Après la mort de sa mère arrivée en 1495, l’ex-curé de Berville vendit sa châtellenie de Boissey à René de Lorraine, comte d’Elbeuf, qui prenait le titre de roi de Jérusalem et de Sicile. Ce prince la réunit en 1502 à son comté d’Elbeuf et après sa mort arrivée en 1508 son cinquième fils, Claude de Lorraine, duc de Guise, eut le comté d’Elbeuf avec Boissey et Berville et le fit ériger en marquisat. La maison de Lorraine conserva ce domaine pendant plus d’un siècle et demi. Ce fut Charles III duc d’Elbeuf qui vendit sa châtellenie de Boissey à Robert le Roux conseiller du roi au grand-conseil qui possédait déjà au droit de ses ancêtres la terre de Tilly. Robert Le Roux, troisième du nom, comme seigneur de Tilly, était un homme d’un grand mérite et d’une vaste capacité. Il eut sept fils qui se partagèrent sa succession. Ce fut le dernier, Nicolas, qui eut la seigneurie de Berville ; on le trouve avec ce titre dans la déclaration donnée par lui du jardin de Richebourg, hors le pont de Rouen, en 1679 ; il mourut sans enfants de son mariage avec Anne de Moges de Buron.
Après lui, nous trouvons Nicolas de Bauquemare, président aux requêtes du Parlement de Paris, présentant à la cure de Berville comme seigneur du lieu un ecclésiastique nommé François Fallague. Bauquemare : d’azur au chevron d’or, accompagné de trois mufles de lion du même posés 1 et 2.

La terre de Berville passa ensuite à Madeleine Le Roux fille unique de Pomponne Le Roux, frère aîné de Nicolas, mariée avec Maximilien-Constantin Auzeray marquis de Courvadon qui devint Président du Parlement de Normandie en 1703, dont les armes étaient : d’azur à trois mufles de léopard d’or.

En 1692 Berville avait une école pour les jeunes garçons tenue par le vicaire de la paroisse.

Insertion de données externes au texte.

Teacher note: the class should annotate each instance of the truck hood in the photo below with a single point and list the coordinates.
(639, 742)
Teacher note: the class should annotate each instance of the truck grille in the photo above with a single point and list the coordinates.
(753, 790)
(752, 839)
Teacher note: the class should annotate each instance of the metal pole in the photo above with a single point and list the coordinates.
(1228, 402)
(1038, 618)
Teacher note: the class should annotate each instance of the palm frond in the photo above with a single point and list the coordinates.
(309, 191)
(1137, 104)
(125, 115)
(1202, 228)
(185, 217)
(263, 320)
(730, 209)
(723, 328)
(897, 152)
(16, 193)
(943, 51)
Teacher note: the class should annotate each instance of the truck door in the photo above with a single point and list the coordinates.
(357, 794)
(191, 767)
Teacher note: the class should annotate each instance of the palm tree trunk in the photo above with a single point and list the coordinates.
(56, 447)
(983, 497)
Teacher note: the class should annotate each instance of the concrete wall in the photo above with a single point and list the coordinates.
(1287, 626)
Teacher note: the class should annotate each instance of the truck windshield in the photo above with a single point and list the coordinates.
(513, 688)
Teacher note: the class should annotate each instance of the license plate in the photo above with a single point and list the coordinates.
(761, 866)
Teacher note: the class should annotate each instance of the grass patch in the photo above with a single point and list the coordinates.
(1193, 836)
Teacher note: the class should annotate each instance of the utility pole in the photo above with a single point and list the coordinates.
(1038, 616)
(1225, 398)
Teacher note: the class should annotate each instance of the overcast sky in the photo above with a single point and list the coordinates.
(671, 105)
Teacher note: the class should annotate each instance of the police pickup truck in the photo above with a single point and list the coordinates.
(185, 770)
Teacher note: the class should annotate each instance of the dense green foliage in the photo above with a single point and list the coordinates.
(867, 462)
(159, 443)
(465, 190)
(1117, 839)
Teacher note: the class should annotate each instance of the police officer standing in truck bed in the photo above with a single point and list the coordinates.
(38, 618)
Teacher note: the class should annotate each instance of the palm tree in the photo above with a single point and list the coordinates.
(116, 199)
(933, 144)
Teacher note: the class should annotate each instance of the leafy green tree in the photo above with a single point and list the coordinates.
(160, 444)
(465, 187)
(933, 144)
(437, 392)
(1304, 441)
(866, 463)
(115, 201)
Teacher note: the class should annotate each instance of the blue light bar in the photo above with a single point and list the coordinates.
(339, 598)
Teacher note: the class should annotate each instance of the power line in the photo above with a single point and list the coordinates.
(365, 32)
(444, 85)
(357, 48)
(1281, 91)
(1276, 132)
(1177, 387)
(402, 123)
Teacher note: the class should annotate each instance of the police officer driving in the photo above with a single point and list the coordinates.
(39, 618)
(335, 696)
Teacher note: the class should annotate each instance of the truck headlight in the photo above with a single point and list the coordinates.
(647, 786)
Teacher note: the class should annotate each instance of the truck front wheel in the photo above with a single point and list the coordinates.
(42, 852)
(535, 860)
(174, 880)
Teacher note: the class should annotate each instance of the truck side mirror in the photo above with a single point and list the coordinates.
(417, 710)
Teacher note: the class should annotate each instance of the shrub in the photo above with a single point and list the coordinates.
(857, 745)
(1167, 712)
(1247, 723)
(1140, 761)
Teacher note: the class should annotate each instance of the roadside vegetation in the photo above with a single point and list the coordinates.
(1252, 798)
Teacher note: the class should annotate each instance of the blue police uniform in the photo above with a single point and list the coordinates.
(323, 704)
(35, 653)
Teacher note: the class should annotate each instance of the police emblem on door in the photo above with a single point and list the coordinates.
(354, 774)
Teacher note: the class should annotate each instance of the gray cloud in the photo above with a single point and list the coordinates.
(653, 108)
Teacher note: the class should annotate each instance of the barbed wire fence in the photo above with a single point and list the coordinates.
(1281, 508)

Vers 1715, la succession de Mme la marquise de Courvadon, Madeleine Le Roux de Tilly, était ouverte et dans les partages que firent ses héritiers Berville échut à Pierre-Constantin Le Vicomte, comte de Blangy, encore mineur, qui devint colonel du régiment de la couronne. Le Vicomte : d’azur à trois coquilles d’or. En 1763, le comte de Blangy était lieutenant-général des armées du roi. Il laissa pour héritier son frère le marquis de Blangy qui vendit vers 1780 la terre de Berville à M. de Planterose, dont un descendant était, il y a quelques années[Quand ?] Conseiller de préfecture à Evreux.

LÉPROSERIE DE SAINT LÉONARD – D’après une tradition consignée dans les Archives de la Seine-Inférieure, on sait que Saint-Léonard a été anciennement une église paroissiale réunie à Berville par les anciens seigneurs d’Harcourt. M. Canel dit que Saint-Léonard était autrefois une léproserie placée sous le vocable de saint Marc et située au Bois-Givard ; elle devint ensuite une simple chapelle et on vient encore en pèlerinage auprès de ses ruines, surtout lors de l’assemblée de saint Marc, pour faire marcher les enfants. En 1644, André Druel, seigneur du Thuit, fit réparer la chapelle et l’on y plaça deux nouveaux autels dédiés l’un à la Sainte Vierge, l’autre à saint François Xavier.

FIEFS :

LE BOSC - En 1667, André Druel, sieur du Thuit et du Bosc, demeurant à Rouen, fut maintenu de noblesse. Il portait : d’azur au chevron d’argent accompagné de deux molettes d’or en chef et d’une coquille du même en pointe.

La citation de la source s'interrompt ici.